Testing and scholarly research are sort of similar. You have a problem, and you want to understand why that problem is occurring, for example. Both use quantitative and qualitative data. But, in research, you want to be conclusive, exhaustive, and categorical.
In testing, you just want to make the problem better. So, in that way, in testing, you don’t choose all the ways of understanding the problem, but a few methods. The key is to make sure to choose methods that actually help you assess the problem accurately. Success rate, for example, can help you assess if people are accomplishing a particular task. But, what if your goal is that users employ much of your site, then you want to measure how many pages they are viewing.
There is a useful diagram on the Neilsen Norman website that illustrates the ways that particular testing tools relate to behavioral or attitudinal data. The article also illustrates what issues can be best illustrated by quantitative data, for example, like how much or how often.
Quantitative data should likely be paired with qualitative data. After all, if you know that most of the people going to your app stop at a certain point, you don’t know why. It might be because it is so terribly boring, or because it is so terrible interesting. Or, it could be that the text becomes illegible. Or…well, it could be anything. So, pairing the quantitative data, often found in analysis, with qualitative data give you the information you need to understand the problem.

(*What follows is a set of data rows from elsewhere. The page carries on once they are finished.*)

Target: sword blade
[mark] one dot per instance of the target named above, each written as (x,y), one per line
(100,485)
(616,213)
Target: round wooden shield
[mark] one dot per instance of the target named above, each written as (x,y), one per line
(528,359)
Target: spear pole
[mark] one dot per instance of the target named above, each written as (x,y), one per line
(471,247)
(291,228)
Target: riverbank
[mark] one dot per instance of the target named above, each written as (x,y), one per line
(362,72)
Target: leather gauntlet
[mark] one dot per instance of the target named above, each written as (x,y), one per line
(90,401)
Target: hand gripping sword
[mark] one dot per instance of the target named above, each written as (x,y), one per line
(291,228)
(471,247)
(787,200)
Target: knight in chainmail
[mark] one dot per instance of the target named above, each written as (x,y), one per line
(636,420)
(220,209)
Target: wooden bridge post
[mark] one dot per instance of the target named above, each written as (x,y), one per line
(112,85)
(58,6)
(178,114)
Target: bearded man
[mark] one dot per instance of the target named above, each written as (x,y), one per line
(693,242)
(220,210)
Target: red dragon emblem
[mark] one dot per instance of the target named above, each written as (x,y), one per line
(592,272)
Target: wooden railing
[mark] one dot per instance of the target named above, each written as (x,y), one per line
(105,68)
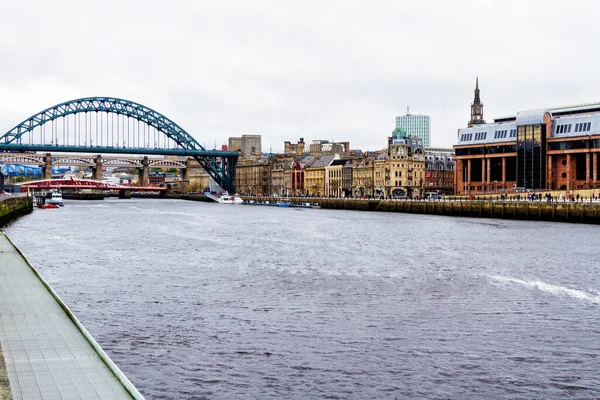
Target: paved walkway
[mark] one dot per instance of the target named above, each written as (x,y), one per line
(47,355)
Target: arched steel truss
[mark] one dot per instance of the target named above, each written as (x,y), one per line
(220,165)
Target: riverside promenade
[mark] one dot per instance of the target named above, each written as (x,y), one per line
(559,211)
(13,206)
(45,352)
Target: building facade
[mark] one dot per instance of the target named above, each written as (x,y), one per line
(251,145)
(439,171)
(406,165)
(235,144)
(294,149)
(545,149)
(416,126)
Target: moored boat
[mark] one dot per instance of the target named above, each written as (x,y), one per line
(56,198)
(228,199)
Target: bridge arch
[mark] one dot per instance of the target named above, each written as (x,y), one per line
(82,131)
(114,105)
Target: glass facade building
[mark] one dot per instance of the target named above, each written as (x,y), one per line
(416,126)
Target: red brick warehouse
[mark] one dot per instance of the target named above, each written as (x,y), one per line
(545,149)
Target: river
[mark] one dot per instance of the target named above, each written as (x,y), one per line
(204,301)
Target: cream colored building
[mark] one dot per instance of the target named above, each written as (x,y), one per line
(406,166)
(253,176)
(315,176)
(333,179)
(362,178)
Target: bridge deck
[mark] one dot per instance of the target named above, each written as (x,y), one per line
(47,352)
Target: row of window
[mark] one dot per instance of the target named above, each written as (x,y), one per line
(466,137)
(580,127)
(563,128)
(500,134)
(583,127)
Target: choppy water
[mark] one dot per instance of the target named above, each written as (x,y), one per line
(196,300)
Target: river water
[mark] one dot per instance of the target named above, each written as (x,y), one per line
(205,301)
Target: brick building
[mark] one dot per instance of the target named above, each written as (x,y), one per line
(545,149)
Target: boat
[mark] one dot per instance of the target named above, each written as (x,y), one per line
(49,205)
(282,204)
(227,199)
(56,198)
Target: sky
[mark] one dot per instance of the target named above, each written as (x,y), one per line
(336,70)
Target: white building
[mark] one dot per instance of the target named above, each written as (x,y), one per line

To go back to my original statement, testing help you know enough to fix a particular app or website. You can make the situation better for the user. Quantitative and qualitative data are the tools that you use to make these improvement decisions. But, in terms of scholarship, you would likely need to have many, many more point of feedback to make a categorical assessment. So, while you might be able to use a small study to fix a particular mobile app, this doesn’t necessarily help you make broad generalizations about all mobile apps.